In 2012, The College at Brockport State University of New York opened a new recreation facility, the Special Events Recreation Center (SERC). The new facility was even awarded a NIRSA Outstanding Facility Award in 2013. According to Scott Haines, the director of campus recreation, when the SERC opened, the usage increased tremendously. He explained this was mostly due to the fact that the SERC was able to offer group fitness classes, which they were unable to do in the old facility because of space constraints.
However, recently the number of students visiting the SERC began to decrease.

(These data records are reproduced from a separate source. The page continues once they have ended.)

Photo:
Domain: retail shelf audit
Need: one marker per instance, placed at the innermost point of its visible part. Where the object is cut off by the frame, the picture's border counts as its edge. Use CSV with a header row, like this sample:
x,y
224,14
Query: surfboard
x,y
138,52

According to Haines, specifically they saw a decline in the female population taking advantage of group exercise classes.
To combat this issue, Betsy Ernst, the fitness and wellness coordinator, and her team of student directors thought of Fit Fest, an evening event that highlighted personal trainers, a boxing program at the college and four group fitness classes.
“We wanted to really start to highlight those areas and make sure that students are aware of all the programs that we offer, and a lot of those programs are group exercise,” said Ernst. “All of those classes are free. So there’s really no reason a student wouldn’t be able to participate in them.”
On Thursday, January 28, The Fit Fest started with a “Meet the Trainers” session, which allowed students the opportunity to meet with personal trainers one-on-one and ask questions about soreness, nutrition or the benefits of one-on-one training.
“For students to be able to get out and interact with [the personal trainers], with another live person, they can get a sense of who they may be more comfortable working with if they choose to do some personal training,” explained Haines.
During the “Meet the Trainers” session, campus recreation was also able to promote the buddy system, which allows students an opportunity to participate in personal training with a friend. Haines explained that through the buddy system, campus recreation actually loses money after they pay their personal trainers, but more students sign-up for personal training sessions with a friend, so he’s willing to keep the prices down. According to the college’s student newspaper, a single, hour-long personal training session is $15 for students, $50 for four sessions, and $90 for eight sessions.
Then, from 8:30 – 10:30 p.m. that evening, students were able to participate in 45-minute Zumba, body pump and yoga classes.
Haines and Ernst recognize they’re competing with social media and students participating in other events on campus. But he believes planning unique events, like a Fit Fest, gets students enthusiastic about fitness. “I’ve always said to our staff that sometimes the best program isn’t in the numbers you get, it’s whether you’ve got two people who perhaps have been sitting in their residence hall all semester and they came out and decided they wanted to be a part of something,” added Haines.
Next year, the campus recreation department plans to push the event back a week, to the second week of the spring semester in hopes of garnering more attention. “[Students are] worried about classes, they’re worried about seeing their friends again and all that stuff,” explained Haines. “And so we want to be able to market it properly. Pushing the Fit Fest back a week also allows intramural sports to be included in the programming next year.”